Todavia, incensada por uma determinada ala da crítica de jornal, ela lança seu segundo livro: Um punho é do tamanho do útero. Na orelha, Carlito Azevedo pontua: “Já nos primeiros versos de qualquer poema seu [de Angélica Freitas], há uma atmosfera feliz e profanadora que nos convida a relativizar o gigantismo de certos sentimentos solenes que por muito tempo quiseram, e ainda hoje querem, se fazer passar pela poesia mais autêntica, pela mais sensível forma de se viver em estado poético”.

Carlito é generoso mas não é justo.
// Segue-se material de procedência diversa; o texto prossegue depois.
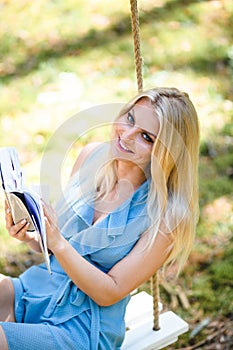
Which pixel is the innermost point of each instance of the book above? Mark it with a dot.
(24, 203)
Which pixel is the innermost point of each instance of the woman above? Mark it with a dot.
(127, 211)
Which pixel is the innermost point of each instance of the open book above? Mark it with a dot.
(24, 203)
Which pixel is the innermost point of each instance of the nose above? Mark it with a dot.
(129, 132)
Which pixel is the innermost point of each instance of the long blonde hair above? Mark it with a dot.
(173, 195)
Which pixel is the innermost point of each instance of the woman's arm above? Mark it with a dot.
(125, 276)
(19, 231)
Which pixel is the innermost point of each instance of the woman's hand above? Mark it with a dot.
(54, 238)
(19, 230)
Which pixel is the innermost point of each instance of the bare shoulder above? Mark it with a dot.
(86, 150)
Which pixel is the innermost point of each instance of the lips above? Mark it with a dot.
(123, 147)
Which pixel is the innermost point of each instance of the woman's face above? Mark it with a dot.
(135, 133)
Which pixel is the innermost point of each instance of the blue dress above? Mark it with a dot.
(51, 311)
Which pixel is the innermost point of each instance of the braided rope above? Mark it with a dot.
(136, 39)
(155, 294)
(138, 66)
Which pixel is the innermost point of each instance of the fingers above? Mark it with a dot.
(18, 230)
(49, 212)
(8, 216)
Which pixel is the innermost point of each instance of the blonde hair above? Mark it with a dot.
(173, 196)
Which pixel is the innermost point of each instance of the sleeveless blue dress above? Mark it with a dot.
(51, 311)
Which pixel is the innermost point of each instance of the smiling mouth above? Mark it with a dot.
(123, 147)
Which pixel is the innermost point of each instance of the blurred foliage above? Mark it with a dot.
(60, 57)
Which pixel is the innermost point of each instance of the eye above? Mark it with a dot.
(147, 138)
(130, 118)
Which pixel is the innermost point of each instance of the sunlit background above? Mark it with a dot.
(58, 58)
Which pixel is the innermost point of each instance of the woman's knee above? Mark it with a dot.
(3, 341)
(6, 300)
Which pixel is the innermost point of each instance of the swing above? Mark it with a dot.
(147, 329)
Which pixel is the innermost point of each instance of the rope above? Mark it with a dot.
(138, 66)
(136, 39)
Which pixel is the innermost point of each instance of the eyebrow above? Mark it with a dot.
(147, 132)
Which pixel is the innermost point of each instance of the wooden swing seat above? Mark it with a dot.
(139, 323)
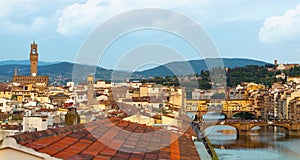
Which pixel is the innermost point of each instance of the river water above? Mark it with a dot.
(267, 143)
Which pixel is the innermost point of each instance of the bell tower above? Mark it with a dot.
(34, 59)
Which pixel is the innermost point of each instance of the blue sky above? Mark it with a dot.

Não basta malbaratar os temas (sejam eles solenes ou triviais) para chegar-se à boa poesia. Cortázar observou que uma pedra sobre a palma da mão pode render um bom texto literário. Antonio Candido há décadas e décadas nos ensina que o tratamento da palavra é o que importa em literatura. Não a grandiosidade, ou a pequenez, do tema em si.
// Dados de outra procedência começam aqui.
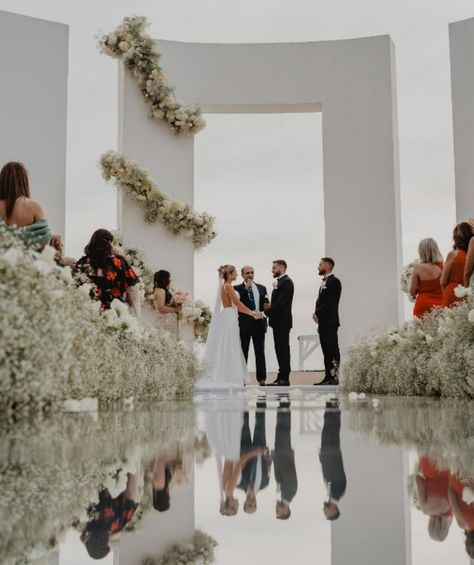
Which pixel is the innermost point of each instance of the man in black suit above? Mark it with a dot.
(330, 457)
(256, 472)
(254, 296)
(326, 315)
(280, 319)
(284, 462)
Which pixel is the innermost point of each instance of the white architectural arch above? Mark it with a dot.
(353, 84)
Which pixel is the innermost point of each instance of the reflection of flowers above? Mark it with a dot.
(130, 43)
(405, 279)
(199, 551)
(179, 218)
De fato, nos primeiros versos do poema citado acima o leitor é convidado à atitude de irreverência. Isto até poderia render bons frutos. Mas ao dar continuidade à leitura ele percebe que a poetisa não dá conta do que anunciara – e que o poema prometera. Ele degenera para o surreal, ainda que a partir de fatos históricos. Esvazia-se em si mesmo. Frustra o leitor.

Ou será que Carlito Azevedo se emociona, se toca, se liga na mesmice do poema “uma mulher gorda”? Transcrevo-o:

uma mulher gorda
incomoda  muita gente
uma mulher gorda  e bêbada
incomoda  muito mais

uma mulher gorda
é uma mulher suja
uma mulher  suja
incomoda  incomoda
muito mais

uma mulher  limpa
rápido
uma  mulher limpa

Como adequar a observação do poeta-crítico ao poema acima? Nem com muito esforço. Na verdade, um poema assim nem chega a incomodar, tão banal é sua arquitetura.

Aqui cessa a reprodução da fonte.